珍しいものというのは、月光虹だ。普段雨上がりに太陽の光の屈折や反射により見ることができる虹は、月明かりでも見ることができるらしい。しかも夜にもだ。海外などでは、それを見ると幸せが訪れるという話もあるらしい。

空を見上げる。まだ月は雲の中だ。

丘の頂上に街灯はなく、ほとんど何も見えない状態。アナログの腕時計では、今の時刻を確認することができない。せめて月明かりに照らされてさえいれば、僅かでも確認できたはず。丘の頂上に来てから何時間経っただろう。自分の感覚だけだと二、三時間。いや、もっと経っているかも知れない。

いつのまにか風の勢いも弱まっていた。今日はもうあきらめて帰ろう。名残惜しいが、そう決心して丘を下り始めた。

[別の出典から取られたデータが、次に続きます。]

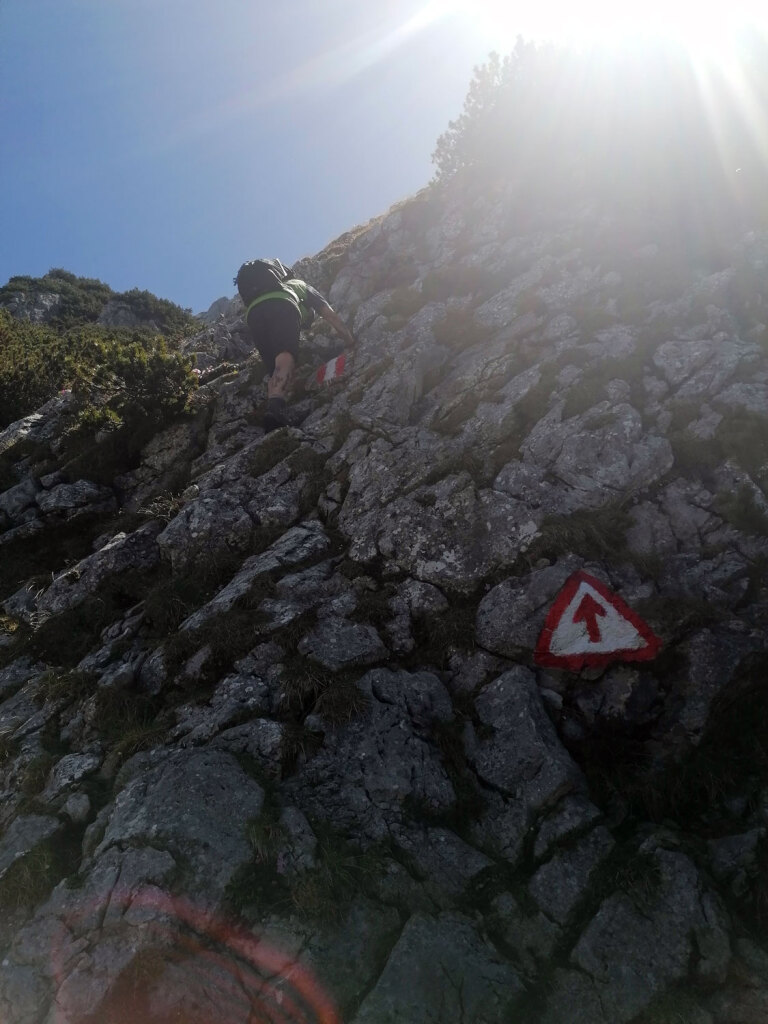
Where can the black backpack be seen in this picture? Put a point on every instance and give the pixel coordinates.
(258, 276)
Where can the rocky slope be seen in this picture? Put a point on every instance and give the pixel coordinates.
(273, 740)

Moon bow。月光虹のことを英語ではそう呼ぶらしいけど、なんだか片仮名にすると男の子のおもちゃみたいな名前だなと調べているときに思った。ムーンボウ、ムーンボー、ムーン坊。そういう名前のおもちゃがあってもおかしくない。

空に浮かぶ月もおもちゃみたいに簡単に動かせたら、今の時刻も知ることができたし、ムーンボウも見られたかも知れないのに。